One afternoon I drove a few miles up the road to dump the tanks at a nearby RV park and couldn't help noticing how badly rusted our black tank straps had become. It was on my mind because someone in a Facebook group that Corrinne belongs to posted a story about their black tank falling off and smashing all over the ground while they drove through a campground. Awkward.
We already refer to small towns we can't remember the name of by saying things like, "you know, the one where the fuel line cracked?" or "What was that place, where the rear transmission mount almost fell off?"; "What was that place where you hitchhiked to get a new alternator?"
I really did not want to have one of these that went, "you know, that campground where we dropped the black tank on the ground?"
When I got back from dumping I crawled under the tank with a flashlight to get serious about things and realized that one of our straps was already cracked about halfway through. It is 1969 steel so it probably had some life left in it, but I didn't want to risk it.
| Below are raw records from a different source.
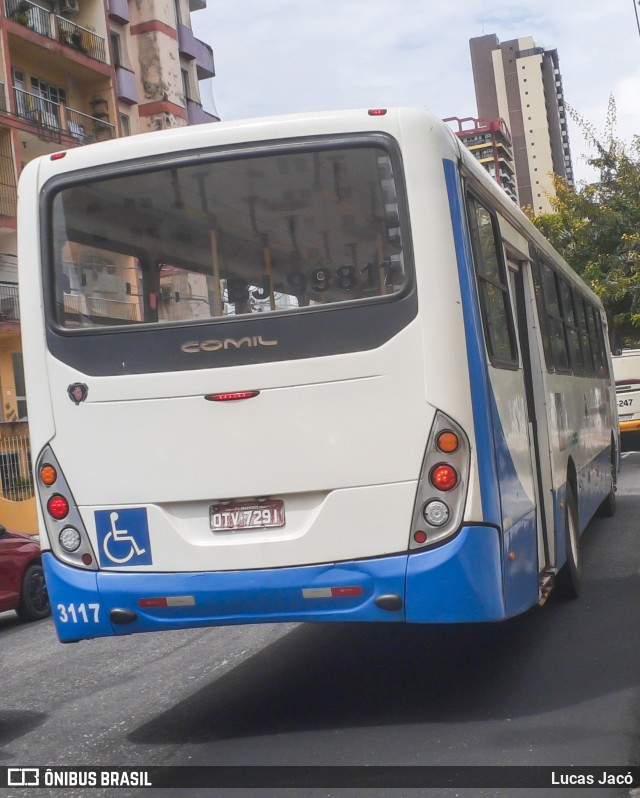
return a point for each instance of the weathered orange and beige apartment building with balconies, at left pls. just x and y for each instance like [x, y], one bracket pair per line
[74, 72]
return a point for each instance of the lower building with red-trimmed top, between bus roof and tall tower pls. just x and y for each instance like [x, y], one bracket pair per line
[489, 142]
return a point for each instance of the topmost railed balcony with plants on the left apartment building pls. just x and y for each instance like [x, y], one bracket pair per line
[46, 23]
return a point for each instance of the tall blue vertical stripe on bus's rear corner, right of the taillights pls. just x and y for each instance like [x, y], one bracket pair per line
[480, 386]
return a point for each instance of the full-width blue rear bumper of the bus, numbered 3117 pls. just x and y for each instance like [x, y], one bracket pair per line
[460, 581]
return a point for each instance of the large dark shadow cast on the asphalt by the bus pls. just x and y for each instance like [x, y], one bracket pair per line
[338, 676]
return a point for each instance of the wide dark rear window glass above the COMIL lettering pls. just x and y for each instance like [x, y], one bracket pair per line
[228, 237]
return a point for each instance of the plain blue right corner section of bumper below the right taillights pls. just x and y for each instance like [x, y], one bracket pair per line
[458, 583]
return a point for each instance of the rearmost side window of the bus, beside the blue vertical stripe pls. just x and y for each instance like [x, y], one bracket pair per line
[493, 290]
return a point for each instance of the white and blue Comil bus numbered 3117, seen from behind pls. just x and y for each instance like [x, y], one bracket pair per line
[307, 368]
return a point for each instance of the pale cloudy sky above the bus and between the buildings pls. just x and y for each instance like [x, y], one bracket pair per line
[291, 56]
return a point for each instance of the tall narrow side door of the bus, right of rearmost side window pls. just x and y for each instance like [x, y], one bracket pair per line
[534, 375]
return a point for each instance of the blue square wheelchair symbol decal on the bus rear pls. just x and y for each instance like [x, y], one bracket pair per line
[123, 537]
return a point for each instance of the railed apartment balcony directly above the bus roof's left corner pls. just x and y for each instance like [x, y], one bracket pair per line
[55, 118]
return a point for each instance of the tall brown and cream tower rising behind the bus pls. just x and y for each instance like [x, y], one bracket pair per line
[521, 83]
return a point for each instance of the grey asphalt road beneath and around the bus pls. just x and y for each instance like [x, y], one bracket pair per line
[559, 685]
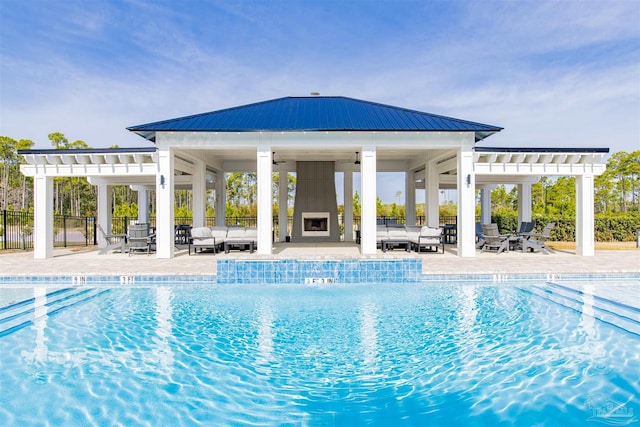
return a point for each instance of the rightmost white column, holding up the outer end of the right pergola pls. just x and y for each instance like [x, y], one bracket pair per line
[585, 239]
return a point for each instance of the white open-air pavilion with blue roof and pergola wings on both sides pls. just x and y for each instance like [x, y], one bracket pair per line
[195, 152]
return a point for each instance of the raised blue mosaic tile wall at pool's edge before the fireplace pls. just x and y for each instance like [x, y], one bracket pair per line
[320, 271]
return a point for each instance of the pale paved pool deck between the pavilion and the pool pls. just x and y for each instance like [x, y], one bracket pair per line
[86, 261]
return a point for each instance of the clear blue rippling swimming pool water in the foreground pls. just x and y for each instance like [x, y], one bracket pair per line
[420, 354]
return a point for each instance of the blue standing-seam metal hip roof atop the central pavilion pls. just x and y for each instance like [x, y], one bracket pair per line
[314, 113]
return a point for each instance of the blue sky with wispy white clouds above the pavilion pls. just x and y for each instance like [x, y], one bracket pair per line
[551, 73]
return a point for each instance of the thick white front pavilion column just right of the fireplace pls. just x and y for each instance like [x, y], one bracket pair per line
[368, 186]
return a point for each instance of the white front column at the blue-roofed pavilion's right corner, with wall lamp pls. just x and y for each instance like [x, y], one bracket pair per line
[466, 202]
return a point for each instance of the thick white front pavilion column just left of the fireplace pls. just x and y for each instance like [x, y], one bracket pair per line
[264, 199]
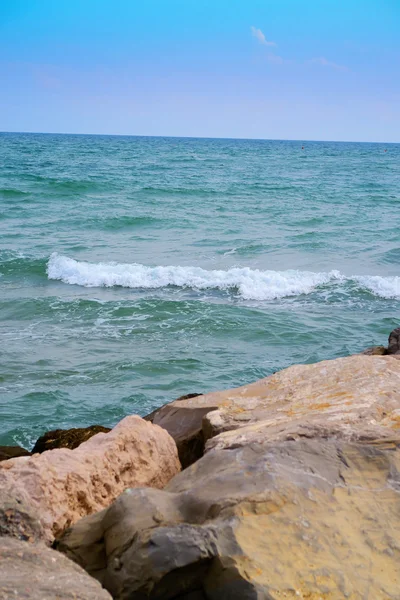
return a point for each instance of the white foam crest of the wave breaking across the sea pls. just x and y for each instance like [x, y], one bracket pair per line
[251, 284]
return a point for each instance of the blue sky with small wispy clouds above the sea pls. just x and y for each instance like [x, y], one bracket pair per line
[272, 69]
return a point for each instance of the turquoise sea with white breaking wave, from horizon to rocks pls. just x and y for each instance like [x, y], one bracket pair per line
[134, 270]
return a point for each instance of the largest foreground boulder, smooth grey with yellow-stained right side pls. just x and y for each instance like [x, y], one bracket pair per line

I called a few auto parts stores in the area looking for fuel tank straps, but no one had anything. I ended up driving the Volvo to the nearest good size town, which had a Lowes, and bought some aluminum, some large sheet metal screws and two long drill bit extensions. A couple hours under the black tank and I had a nice new strap in place. The only problem was that when I jacked up the tank to lift it off the old strap, I cracked it. So two days later I was back at the RV park dumped it again, dried the outside and got busy with the fiberglass and resin. Fun times.
Nothing makes a creek bath feel sweet like an afternoon of sweating, fiberglass, and resin.
That night we were sitting around the fire after dinner when a pair of summer tanagers flew right up to us, chatting away as if we didn't exist. The male sat up in the tree, chirping away, almost like he was giving suggestions to the female that was down on the ground gather sticks and pine needles in her beak. Then they'd fly away and come back a bit later for more.
The whole time they didn't seem bothered by our presence, even the kids playing quite loudly, at all. It was the start of something of a running theme the last couple weeks in Tennessee -- birds just fly right up to us. This morning a hawk landed about 10 feet from us and just sat there on the ground, occasionally looking over at us, but for the most part seemingly unconcerned about our existence.